Child domestic workers more vulnerable to abuse
CHENNAI: A study on the conditions of children employed as domestic labour has indicated extensive physical, sexual and emotional abuse at their workplaces esulting in trauma and scarring.
Commissioned in West Bengal by `Save the Children UK' and facilitated by Chennai-based NGO `Tulir, Centre for the Prevention and Healing of Child Sexual Abuse,' it was conducted among over 500 children.Most of the participants were girls, aged 11 and above. They have minimal or no education and get less than Rs.200 a month as remuneration.
The study found their average working day was 15 hours with just a couple of hours rest. Over one third of the children were dissatisfied with the food, clothes and accommodation provided by their employers and 41 per cent felt their workplace was "unsafe."

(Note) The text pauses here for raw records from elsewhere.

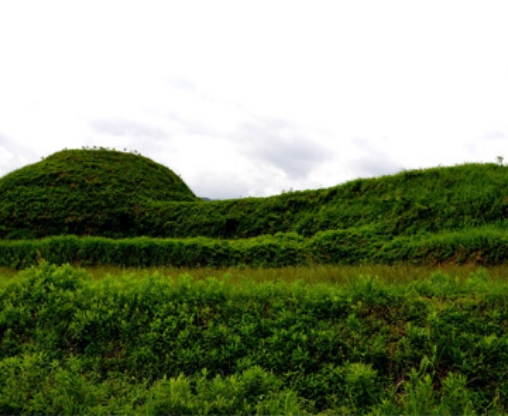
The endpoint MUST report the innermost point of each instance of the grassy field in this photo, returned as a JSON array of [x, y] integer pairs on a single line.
[[325, 340], [365, 298]]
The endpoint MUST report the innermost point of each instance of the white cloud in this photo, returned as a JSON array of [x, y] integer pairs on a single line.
[[260, 96]]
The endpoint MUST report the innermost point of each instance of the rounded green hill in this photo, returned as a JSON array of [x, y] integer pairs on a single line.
[[83, 192]]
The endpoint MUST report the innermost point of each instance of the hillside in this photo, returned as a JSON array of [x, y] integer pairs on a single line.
[[83, 192], [113, 194]]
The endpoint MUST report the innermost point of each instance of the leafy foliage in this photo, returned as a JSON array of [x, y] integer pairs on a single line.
[[156, 345], [114, 194], [83, 192]]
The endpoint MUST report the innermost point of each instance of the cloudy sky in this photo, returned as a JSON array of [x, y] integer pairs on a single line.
[[250, 98]]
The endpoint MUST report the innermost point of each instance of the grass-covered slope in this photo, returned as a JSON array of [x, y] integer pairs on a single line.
[[147, 344], [83, 192], [408, 203], [113, 194]]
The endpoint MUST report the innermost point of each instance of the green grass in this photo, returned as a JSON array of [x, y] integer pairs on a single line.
[[88, 192], [167, 342]]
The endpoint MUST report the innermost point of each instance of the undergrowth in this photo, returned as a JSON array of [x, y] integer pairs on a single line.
[[151, 344]]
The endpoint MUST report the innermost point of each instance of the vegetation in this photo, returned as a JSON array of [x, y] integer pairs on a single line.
[[282, 332], [83, 192], [110, 199], [149, 344]]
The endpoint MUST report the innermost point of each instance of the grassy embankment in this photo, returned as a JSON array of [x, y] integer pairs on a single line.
[[110, 199]]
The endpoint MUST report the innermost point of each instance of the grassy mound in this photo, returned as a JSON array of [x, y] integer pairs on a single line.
[[83, 192]]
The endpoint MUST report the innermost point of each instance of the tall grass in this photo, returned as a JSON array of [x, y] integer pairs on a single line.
[[151, 344]]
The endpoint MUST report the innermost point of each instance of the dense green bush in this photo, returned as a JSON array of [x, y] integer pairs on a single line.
[[481, 246], [121, 195], [155, 345]]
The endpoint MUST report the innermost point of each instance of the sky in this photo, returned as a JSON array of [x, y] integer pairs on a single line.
[[255, 98]]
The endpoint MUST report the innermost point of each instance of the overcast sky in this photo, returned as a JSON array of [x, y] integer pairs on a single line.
[[250, 98]]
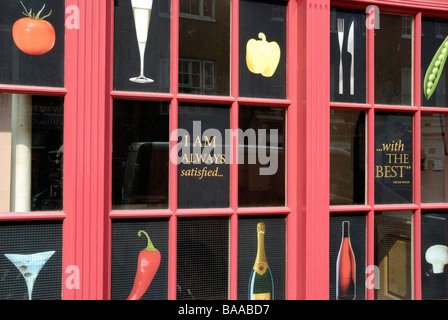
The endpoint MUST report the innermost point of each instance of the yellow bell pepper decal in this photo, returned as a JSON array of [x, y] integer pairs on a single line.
[[262, 57]]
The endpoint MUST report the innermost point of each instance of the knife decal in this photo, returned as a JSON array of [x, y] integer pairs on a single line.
[[351, 50]]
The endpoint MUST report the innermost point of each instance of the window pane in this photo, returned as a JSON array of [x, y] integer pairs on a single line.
[[32, 251], [393, 255], [204, 159], [274, 243], [31, 141], [261, 159], [130, 238], [347, 257], [434, 254], [202, 258], [262, 27], [393, 60], [393, 158], [32, 62], [143, 51], [348, 55], [197, 28], [140, 158], [347, 157], [434, 32], [433, 158]]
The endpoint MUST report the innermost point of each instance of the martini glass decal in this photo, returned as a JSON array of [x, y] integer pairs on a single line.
[[29, 266], [142, 16]]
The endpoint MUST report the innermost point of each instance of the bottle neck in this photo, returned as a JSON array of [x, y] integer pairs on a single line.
[[261, 263], [346, 229]]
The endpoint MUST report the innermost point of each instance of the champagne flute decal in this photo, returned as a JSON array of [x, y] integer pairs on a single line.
[[346, 267], [142, 16], [29, 266]]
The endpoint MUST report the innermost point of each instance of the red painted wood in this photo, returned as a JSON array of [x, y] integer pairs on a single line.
[[84, 139]]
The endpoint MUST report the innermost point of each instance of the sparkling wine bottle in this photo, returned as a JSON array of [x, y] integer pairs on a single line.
[[261, 285], [346, 267]]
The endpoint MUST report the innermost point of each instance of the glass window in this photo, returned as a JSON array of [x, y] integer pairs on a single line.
[[347, 157], [31, 140], [139, 244], [262, 49], [204, 69], [37, 60], [140, 164], [433, 158], [347, 257], [253, 243], [434, 254], [348, 56], [393, 255], [141, 46], [434, 34], [31, 260], [202, 258], [204, 158], [261, 160], [393, 158], [393, 60]]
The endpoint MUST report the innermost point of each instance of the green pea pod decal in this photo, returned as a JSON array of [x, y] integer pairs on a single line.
[[435, 69]]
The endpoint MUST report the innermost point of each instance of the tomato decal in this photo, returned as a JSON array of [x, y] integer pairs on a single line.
[[33, 34]]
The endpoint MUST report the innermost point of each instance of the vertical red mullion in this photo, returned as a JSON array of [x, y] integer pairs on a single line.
[[174, 67], [292, 150], [234, 124], [70, 176], [109, 34], [370, 256], [417, 145]]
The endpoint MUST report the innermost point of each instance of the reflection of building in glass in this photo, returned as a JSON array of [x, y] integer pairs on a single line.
[[204, 71]]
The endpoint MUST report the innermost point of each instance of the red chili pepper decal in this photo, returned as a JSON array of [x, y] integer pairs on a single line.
[[148, 263]]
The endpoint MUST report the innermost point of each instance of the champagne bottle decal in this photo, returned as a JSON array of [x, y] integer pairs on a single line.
[[261, 286], [346, 267]]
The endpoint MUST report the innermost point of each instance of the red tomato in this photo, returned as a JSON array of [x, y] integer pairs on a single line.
[[33, 36]]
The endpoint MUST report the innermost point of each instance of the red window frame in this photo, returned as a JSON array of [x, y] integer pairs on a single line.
[[174, 98], [434, 9]]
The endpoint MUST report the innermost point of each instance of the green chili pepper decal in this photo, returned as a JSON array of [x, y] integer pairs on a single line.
[[435, 69]]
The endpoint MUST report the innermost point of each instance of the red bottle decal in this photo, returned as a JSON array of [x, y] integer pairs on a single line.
[[346, 267]]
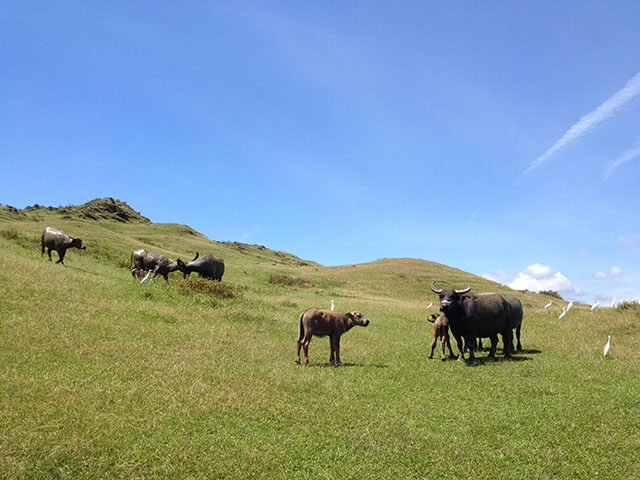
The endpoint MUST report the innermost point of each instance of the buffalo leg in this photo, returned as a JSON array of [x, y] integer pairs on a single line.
[[298, 346], [433, 346], [460, 347], [494, 346], [332, 344]]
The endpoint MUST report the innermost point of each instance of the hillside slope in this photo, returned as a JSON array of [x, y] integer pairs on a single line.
[[103, 377]]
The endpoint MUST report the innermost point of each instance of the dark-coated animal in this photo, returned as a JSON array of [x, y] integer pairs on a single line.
[[54, 239], [153, 262], [516, 320], [476, 315], [207, 266], [440, 332], [326, 323]]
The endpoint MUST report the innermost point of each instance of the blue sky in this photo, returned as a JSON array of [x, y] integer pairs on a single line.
[[501, 138]]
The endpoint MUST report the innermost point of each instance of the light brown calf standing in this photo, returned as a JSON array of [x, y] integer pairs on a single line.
[[323, 323], [440, 331]]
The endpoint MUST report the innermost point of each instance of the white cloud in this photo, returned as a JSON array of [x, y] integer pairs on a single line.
[[614, 272], [538, 271], [535, 278], [628, 241], [592, 119]]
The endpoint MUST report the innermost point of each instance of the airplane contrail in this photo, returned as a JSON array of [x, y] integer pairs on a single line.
[[592, 119]]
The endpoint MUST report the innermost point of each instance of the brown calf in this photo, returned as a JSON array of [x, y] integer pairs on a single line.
[[440, 331], [323, 323]]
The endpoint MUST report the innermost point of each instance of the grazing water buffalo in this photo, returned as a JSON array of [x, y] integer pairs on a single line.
[[516, 320], [440, 332], [207, 266], [157, 264], [53, 239], [476, 315], [326, 323]]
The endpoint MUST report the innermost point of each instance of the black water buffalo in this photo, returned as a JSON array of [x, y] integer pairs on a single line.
[[440, 332], [516, 320], [153, 262], [207, 266], [326, 323], [53, 239], [516, 317], [476, 315]]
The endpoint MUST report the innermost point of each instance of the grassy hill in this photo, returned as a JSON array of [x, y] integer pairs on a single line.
[[101, 377]]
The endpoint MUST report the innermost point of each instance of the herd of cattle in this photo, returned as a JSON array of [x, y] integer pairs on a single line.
[[207, 266], [469, 316]]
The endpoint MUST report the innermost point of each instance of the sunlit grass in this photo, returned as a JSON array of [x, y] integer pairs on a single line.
[[102, 377]]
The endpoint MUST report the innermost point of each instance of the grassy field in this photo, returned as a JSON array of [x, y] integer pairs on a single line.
[[101, 377]]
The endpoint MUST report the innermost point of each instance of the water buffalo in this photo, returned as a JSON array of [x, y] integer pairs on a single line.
[[157, 264], [476, 315], [325, 323], [207, 266], [440, 332], [516, 320], [53, 239], [516, 317]]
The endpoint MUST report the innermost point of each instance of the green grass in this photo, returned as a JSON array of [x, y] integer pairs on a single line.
[[101, 377]]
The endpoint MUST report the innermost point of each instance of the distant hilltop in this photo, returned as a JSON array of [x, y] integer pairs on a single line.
[[98, 209]]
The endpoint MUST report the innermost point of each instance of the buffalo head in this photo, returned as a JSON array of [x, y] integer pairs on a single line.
[[77, 243], [358, 318], [184, 268], [448, 296]]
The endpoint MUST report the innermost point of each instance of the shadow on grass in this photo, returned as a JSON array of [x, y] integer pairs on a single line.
[[478, 361], [348, 365]]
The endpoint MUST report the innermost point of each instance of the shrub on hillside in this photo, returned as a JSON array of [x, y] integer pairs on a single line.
[[9, 233], [201, 285], [282, 279]]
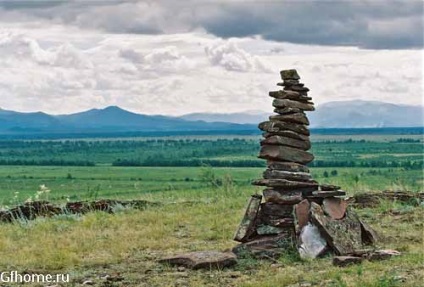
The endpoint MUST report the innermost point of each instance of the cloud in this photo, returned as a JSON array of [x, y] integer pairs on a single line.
[[232, 58], [63, 69], [366, 24]]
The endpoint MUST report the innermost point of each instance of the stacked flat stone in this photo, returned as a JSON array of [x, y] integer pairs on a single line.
[[294, 201], [285, 145]]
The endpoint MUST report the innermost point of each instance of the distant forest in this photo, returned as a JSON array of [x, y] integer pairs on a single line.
[[227, 152]]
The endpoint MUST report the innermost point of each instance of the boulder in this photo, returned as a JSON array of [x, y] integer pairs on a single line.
[[301, 214], [334, 207], [202, 260], [284, 153], [283, 103], [311, 242], [247, 225], [343, 235], [297, 118], [281, 140], [266, 247], [277, 126]]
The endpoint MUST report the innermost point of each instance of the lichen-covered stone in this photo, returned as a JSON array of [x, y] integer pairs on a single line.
[[277, 126], [284, 153], [247, 225], [284, 103], [289, 75], [297, 118], [202, 260]]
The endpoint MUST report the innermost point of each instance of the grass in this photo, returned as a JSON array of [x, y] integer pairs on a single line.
[[201, 210], [131, 241]]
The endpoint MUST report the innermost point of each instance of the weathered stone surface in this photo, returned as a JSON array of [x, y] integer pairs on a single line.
[[284, 153], [334, 207], [297, 118], [267, 246], [329, 187], [311, 242], [277, 210], [277, 126], [323, 194], [382, 254], [297, 88], [287, 166], [290, 82], [343, 261], [202, 260], [287, 110], [363, 200], [289, 95], [282, 197], [268, 230], [247, 225], [289, 75], [281, 94], [284, 183], [343, 235], [280, 222], [369, 236], [301, 214], [287, 133], [283, 103], [279, 174], [280, 140]]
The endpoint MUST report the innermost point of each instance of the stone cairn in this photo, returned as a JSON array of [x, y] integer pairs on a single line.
[[297, 212]]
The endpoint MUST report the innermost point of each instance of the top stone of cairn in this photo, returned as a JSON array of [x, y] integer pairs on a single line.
[[289, 75]]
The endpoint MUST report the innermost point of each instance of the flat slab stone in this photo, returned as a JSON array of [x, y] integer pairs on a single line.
[[247, 225], [287, 166], [276, 210], [266, 247], [297, 88], [287, 133], [383, 254], [324, 194], [328, 187], [284, 183], [282, 197], [343, 261], [278, 126], [289, 75], [284, 103], [279, 174], [286, 141], [297, 118], [202, 260], [334, 207], [268, 229], [284, 153], [287, 110], [343, 235]]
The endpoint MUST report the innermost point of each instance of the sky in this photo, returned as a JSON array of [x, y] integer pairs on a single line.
[[175, 58]]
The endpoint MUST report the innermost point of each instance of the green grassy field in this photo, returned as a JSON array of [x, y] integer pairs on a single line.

Over 68 per cent of the participants had been subjected to physical abuse, of which 46.6 per cent had injuries that were seldom attended to. About 86 per cent were abused emotionally.
More than 20 per cent of them were forced to have sexual intercourse with their abusers, with nearly as many children being subject to other forms of sexual abuse.
Trauma of a girl Hema (14) working in a Kolkata home as domestic help, was being systematically abused sexually by the master of the house ever since she attained puberty.
In the same city, in another household, Sayantani, also 14, continues to suffer physical abuse, but stopped complaining after she told her father who preferred to believe the employers' version.
Again, the researchers found that the incidents of abuse were not isolated, but repetitive and perpetrated by the employer, members of their family or someone associated with the family.
"In this way, the abuse has a strong link with the child's status as a domestic worker in that household. All children are vulnerable to abuse. Child domestic workers are even more vulnerable, given their social and economic powerlessness.
"The report indicated inadequate support systems for these children. While peers and family are the two support groups, their access to families is often restricted and peers are probably other child domestic workers, equally marginalised.
Social support structures are necessary to encourage the child and empower them to seek help as and when they need it, and later provide help in a "sensitive, timely and efficacious manner."
The researchers have highlighted the need to build awareness on the comprehensive legal and policy measures on child abuse in India and stressed that concerted efforts must be made to influence law to offer protection to all children against violence and abuse.